An Lösungen für die nächste Pandemie arbeiten
In Hotspots wie den USA, Brasilien oder Mexiko, wo tausende Infektionen pro Woche verzeichnet werden, wäre es derzeit eine Mission Impossible, 80 Prozent der Kontakte zurückzuverfolgen. Die eklektischen Todesraten auf dem Dashboard der Johns Hopkins University zeigen auch, dass sogar hochentwickelte Länder Defizite bei Test-Kapazitäten haben. In Europa führt nach wie vor Italien mit 259.566 Fällen die Krankheitsstatistik an. Mit 13,56 Prozent ist die italienische Todesrate ähnlich hoch wie die belgische. In Österreich erlagen hingegen von 22.033 Erkrankten 3,2 Prozent der Krankheit und in Neuseeland weniger als ein Prozent. Wo nur schwere Fälle und Personen mit Symptomen getestet werden, bleiben viele Infektionen unter dem Wahrnehmungsradar.

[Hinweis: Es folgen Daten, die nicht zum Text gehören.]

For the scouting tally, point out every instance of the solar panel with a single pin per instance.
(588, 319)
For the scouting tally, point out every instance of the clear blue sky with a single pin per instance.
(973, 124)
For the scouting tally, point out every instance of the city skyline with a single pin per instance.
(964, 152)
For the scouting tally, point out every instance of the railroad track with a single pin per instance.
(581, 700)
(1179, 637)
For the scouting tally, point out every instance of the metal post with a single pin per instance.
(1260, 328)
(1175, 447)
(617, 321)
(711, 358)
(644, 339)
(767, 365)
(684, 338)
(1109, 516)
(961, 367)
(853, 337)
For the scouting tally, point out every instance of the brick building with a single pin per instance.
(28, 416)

"Ich bin überzeugt, dass man das Virus durch regelmäßig wiederholte Testungen zum Verschwinden bringen kann", erklärt Christoph Steininger, Immunologe an der Medizinuniversität Wien, der einen Gurgeltest für zu Hause mit App entwickelt hat. "Allerdings sehe ich organisatorische Mängel. Hierzulande sind die Testkapazitäten nicht ausgelastet, dennoch müssen die Leute Schlange stehen und zu lange auf die Ergebnisse warten."
Bis diese Probleme gelöst sind, wird es noch dauern. So gesehen haben wir Glück, dass ein achtsames Verhalten vor dem Coronavirus schützen kann und es keine Krankheit auslöst, die so schwer verläuft wie das hämorrhagische Fieber Ebola, das in einem Drittel der Fälle tödlich ausgeht.

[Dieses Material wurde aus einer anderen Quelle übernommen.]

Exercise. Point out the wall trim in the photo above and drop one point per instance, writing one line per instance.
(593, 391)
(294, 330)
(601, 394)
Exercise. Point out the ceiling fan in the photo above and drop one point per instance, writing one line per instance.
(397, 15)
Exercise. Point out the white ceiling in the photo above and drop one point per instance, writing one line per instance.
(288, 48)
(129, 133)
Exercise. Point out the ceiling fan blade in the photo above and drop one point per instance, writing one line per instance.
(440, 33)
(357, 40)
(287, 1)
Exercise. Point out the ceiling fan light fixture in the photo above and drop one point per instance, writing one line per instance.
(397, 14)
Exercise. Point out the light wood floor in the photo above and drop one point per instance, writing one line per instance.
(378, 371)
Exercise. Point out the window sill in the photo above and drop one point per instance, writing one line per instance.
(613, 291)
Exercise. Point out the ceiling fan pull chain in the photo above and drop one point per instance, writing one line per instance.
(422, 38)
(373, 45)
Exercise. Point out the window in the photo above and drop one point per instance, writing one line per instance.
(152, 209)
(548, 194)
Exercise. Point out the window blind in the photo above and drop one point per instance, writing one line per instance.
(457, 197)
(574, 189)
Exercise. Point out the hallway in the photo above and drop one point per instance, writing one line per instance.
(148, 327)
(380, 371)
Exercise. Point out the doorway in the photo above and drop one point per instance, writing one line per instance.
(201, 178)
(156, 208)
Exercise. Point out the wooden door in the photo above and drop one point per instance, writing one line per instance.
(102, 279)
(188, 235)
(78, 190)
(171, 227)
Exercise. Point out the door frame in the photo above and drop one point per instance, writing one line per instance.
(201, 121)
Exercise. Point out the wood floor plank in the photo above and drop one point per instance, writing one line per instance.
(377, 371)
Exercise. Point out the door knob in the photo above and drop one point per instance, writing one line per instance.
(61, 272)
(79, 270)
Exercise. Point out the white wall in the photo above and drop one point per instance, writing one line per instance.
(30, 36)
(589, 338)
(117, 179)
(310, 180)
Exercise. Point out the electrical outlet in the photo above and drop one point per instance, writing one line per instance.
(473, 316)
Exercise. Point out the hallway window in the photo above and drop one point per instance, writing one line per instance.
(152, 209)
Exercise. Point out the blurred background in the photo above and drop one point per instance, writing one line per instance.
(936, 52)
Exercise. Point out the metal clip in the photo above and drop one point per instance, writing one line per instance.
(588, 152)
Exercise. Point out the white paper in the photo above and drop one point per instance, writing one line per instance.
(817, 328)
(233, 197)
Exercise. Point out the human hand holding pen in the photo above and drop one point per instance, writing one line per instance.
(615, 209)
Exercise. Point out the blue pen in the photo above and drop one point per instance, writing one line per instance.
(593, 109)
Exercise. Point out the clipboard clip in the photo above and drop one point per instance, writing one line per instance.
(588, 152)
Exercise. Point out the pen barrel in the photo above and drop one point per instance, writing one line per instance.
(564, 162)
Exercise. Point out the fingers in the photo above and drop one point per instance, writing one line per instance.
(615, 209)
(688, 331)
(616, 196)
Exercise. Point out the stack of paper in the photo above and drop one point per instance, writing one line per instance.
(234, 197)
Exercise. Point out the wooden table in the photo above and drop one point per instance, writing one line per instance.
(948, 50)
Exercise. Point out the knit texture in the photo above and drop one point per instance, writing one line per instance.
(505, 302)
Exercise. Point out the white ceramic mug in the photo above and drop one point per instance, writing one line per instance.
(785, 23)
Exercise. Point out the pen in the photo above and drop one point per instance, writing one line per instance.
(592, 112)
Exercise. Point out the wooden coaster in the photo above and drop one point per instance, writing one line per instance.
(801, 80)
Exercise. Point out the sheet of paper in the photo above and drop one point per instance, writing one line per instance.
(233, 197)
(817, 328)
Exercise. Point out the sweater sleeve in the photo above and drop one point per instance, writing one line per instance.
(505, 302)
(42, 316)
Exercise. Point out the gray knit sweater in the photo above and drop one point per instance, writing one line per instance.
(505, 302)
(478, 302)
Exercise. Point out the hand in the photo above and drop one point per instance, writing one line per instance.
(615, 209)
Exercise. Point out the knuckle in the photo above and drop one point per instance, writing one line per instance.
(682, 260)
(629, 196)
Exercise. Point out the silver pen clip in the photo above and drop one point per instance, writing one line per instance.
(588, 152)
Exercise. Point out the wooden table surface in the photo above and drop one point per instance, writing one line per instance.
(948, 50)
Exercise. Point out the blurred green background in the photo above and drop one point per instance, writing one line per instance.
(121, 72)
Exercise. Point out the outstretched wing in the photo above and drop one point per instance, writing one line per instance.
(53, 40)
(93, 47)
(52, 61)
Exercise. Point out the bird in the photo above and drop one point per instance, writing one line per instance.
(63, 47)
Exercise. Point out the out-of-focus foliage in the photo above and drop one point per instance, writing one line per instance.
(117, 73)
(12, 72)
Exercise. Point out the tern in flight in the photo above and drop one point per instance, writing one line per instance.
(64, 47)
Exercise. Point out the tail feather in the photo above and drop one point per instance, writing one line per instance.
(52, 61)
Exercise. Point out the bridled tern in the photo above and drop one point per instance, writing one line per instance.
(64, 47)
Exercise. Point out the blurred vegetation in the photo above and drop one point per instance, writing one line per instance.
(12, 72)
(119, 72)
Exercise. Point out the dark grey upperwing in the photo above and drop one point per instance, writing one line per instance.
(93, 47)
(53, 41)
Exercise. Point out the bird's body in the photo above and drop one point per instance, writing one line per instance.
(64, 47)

Um die Pandemie zu beenden, muss das Virus eliminiert werden. Wissenschafter rechnen nicht mehr damit, dass das möglich ist, weil es sich zu weit verbreitet hat. Eine andere Lösung wäre, eine Herdenimmunität aufzubauen, entweder durch Krankheit oder eine Impfung. Schätzungen zufolge müssen zwischen 55 und 80 Prozent der Menschheit immun sein, damit dieser Plan klappt. Da aber Erfahrungswerte zur Covid-Immunität fehlen, müssen wir warten. Und akzeptieren, dass die Medizin die Krankheit zwar behandeln, aber nicht verhindern kann. Neue Lösungen in der Krise finden. Unsere Pläne anders schmieden. Die Angst vor Einkommensverlusten im Zaum halten. Und ein Konzept entwickeln, wie wir mit der nächsten Pandemie umgehen können, die unweigerlich kommen wird.